Paula Modersohn-Becker Museum zeigt die Ausstellung „Femme Flaneur

14.01.2005

Erkundungen zwischen Boulevard und Sperrbezirk

„Ich beneide die Leute um ihre Freiheit, allein spazieren gehen zu dürfen, (…) das ist die Freiheit, ohne die man kein wahrer Künstler werden kann.“ Diese Worte von der ukrainisch-französischen Malerin Marie Bashkirtseff waren im Jahr 1879 lebensbestimmend für Künstlerinnen: Ein freies Flanieren durch Parks oder Straßen, geschweige denn der Besuch von Bars, Cafés oder Nachtlokalen, war für sie undenkbar, wollten sie nicht ihren guten Ruf verlieren.


Mit der Ausstellung „Femme Flaneur – Erkundungen zwischen Boulevard und Sperrbezirk“ zeigt das Paula Modersohn-Becker Museum vom 16. Januar bis 3. April 2005 Werke von Künstlerinnen, die erstmals dieses Tabu gebrochen haben.

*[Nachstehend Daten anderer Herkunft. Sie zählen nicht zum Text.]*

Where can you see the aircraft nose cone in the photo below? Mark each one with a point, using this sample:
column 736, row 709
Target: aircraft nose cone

Auf der Suche nach Bildmotiven erobern Künstlerinnen wie Ida Gerhardi, Käthe Kollwitz, Marianne Werefkin und Jeanne Mammen den bislang von Männern dominierten öffentlichen Raum. Auf Boulevards, in Kaffeehäuser und Bars, bis in Nachtlokale und sogar in Rotlicht-Milieus wagen sich die couragierten Frauen, um das Leben von Frauen in der Großstadt festzuhalten. Die Stuttgarter Kuratorin Rita E. Täuber hat rund 80 Gemälde, Aquarelle und Zeichnungen aus dem In- und Ausland zusammengetragen und rückt ein in der Kunstgeschichte bislang vernachlässigtes Thema ins Rampenlicht: Der weibliche Blick auf das Leben der großstädtischen Gesellschaft vom Beginn des 20. Jahrhunderts bis in die dreißiger Jahre. Eine Schau, die im Paula Modersohn-Becker Museum, dem ersten Museum weltweit, das einer Künstlerin gewidmet wurde, ihren idealen Ausstellungsort findet.

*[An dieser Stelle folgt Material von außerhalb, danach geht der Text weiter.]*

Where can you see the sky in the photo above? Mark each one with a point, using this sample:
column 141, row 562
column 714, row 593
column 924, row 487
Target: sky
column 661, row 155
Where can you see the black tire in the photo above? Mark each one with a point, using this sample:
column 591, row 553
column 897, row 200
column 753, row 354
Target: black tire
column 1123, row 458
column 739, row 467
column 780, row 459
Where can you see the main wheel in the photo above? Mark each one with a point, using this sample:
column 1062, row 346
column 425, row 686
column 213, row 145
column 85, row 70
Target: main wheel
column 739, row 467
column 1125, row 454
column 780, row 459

Die frühesten Bilder der Ausstellung stammen von der Westfälin Ida Gerhardi (1862-1927), die bereits um 1900 im legendären Pariser Tanzlokal „Bal Bullier“ Motive findet, die auch Paula Modersohn-Becker im gleichen Jahr beobachtet: „Ein buntes Bild, unglaublich viel zu sehen: Studenten und Künstler, hübsch und lustig in ihren gelungenen Sammetanzügen und Schlapphüten, mit ihren kleinen Mädchen (…).“ Weitere frühe Flaneurinnen sind Käthe Kollwitz (1867-1945) und Marianne Werefkin (1860-1938), die in Paris, München und Berlin unterwegs sind. Ihre Bilder fangen die Stimmungen der Großstadt ein und zeigen selbst die dunklen Seiten der Amüsierbetriebe. Auch erotische Sujets werden von den Malerinnen ausgeleuchtet: Die Anita-Berber-Mappe von Charlotte Behrend-Corinth (1880-1967) zeigt die als „Göttin der Nachtlokale“ gefeierte Tänzerin in eindeutigen Posen.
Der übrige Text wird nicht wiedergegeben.